I exhaled a stunned breath when I heard the first part. That’s a hefty jump for one year. According to NPR, it’s the biggest increase since 1990. When I heard the second part, I instantly felt poor and angry. I know my salary is higher than it was in 2000, but thanks to massive student debt and other debt, my husband and I both feel poorer than we did in 2000.

The continued rise of fuel prices is a big part of the problem for us.

I drive less than 100 miles a week and have a fairly small tank, but pumping $29 into it when I used to only have to add $15 is frustrating. I have to fill it at least twice a month, so my fuel costs have effectively doubled in the last four years. When gas hit $3 the first time, it started to affect my choices. I now see some of my friends less frequently and attend fewer events because I don’t want to pay for the gas to get there.

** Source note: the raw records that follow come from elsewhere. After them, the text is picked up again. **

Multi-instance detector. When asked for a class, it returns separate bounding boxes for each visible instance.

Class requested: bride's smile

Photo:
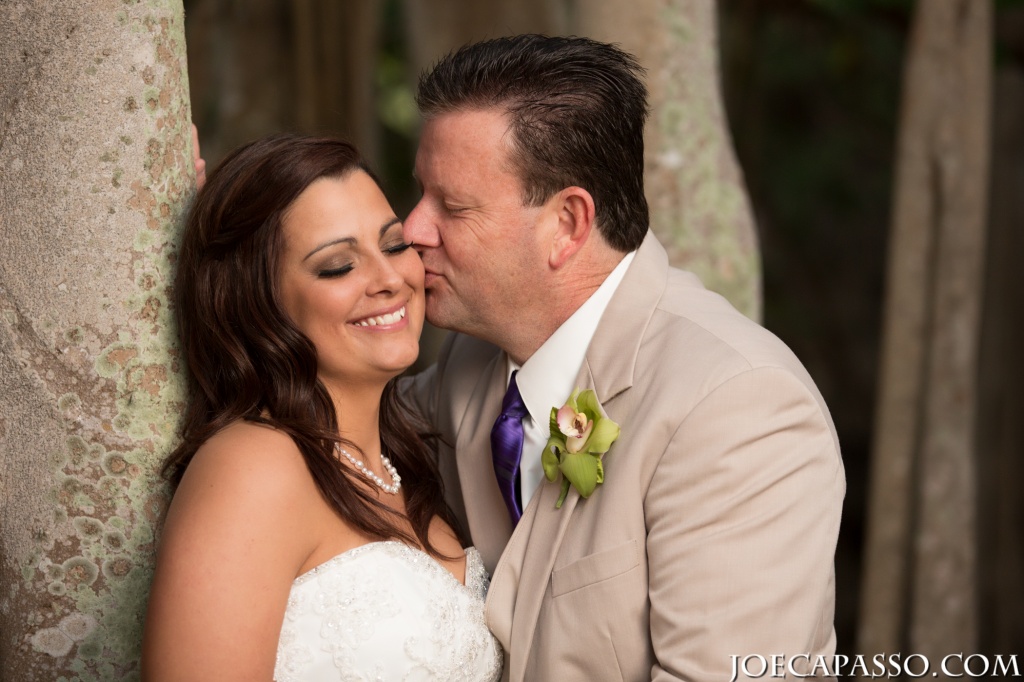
[350,303,408,328]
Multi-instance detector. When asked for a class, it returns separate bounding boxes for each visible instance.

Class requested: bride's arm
[142,422,317,681]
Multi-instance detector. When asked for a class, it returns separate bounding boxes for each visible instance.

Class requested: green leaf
[542,444,561,481]
[559,451,601,498]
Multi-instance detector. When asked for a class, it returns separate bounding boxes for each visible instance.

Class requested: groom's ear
[547,186,596,269]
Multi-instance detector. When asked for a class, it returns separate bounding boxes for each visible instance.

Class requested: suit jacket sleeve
[398,335,456,432]
[646,366,844,680]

Rising food costs also comprised a large part of the increase in the CPI. Those haven’t affected us as much because we don’t buy many wheat or dairy products, but it’s had some impact on our budget. The CPI was only up 2.4% when food and energy are excluded. Many economists choose to exclude those numbers because food and energy are not considered “discretionary spending.”

Now, realistically, when I look at my finances, I know I’m not poor, but I definitely don’t feel well off, or even completely secure. Our income has increased almost 1200% since we got married in 2005 (remember, we were both grad students, and thus actually poor. Not “top ramen for every meal” poor, but “spending all our money on groceries, gas, and books” poor.) We can put food on the table, we can pay our monthly bills, and we can even afford to live comfortably, but rising prices also make us feel more restricted in our choices.

Someday soon I hope that we’ll reduce our debt enough to a level where I will feel more secure even in the face of rising inflation and stagnating wages. Unfortunately, it’s hard to see that day coming when I hear news like this.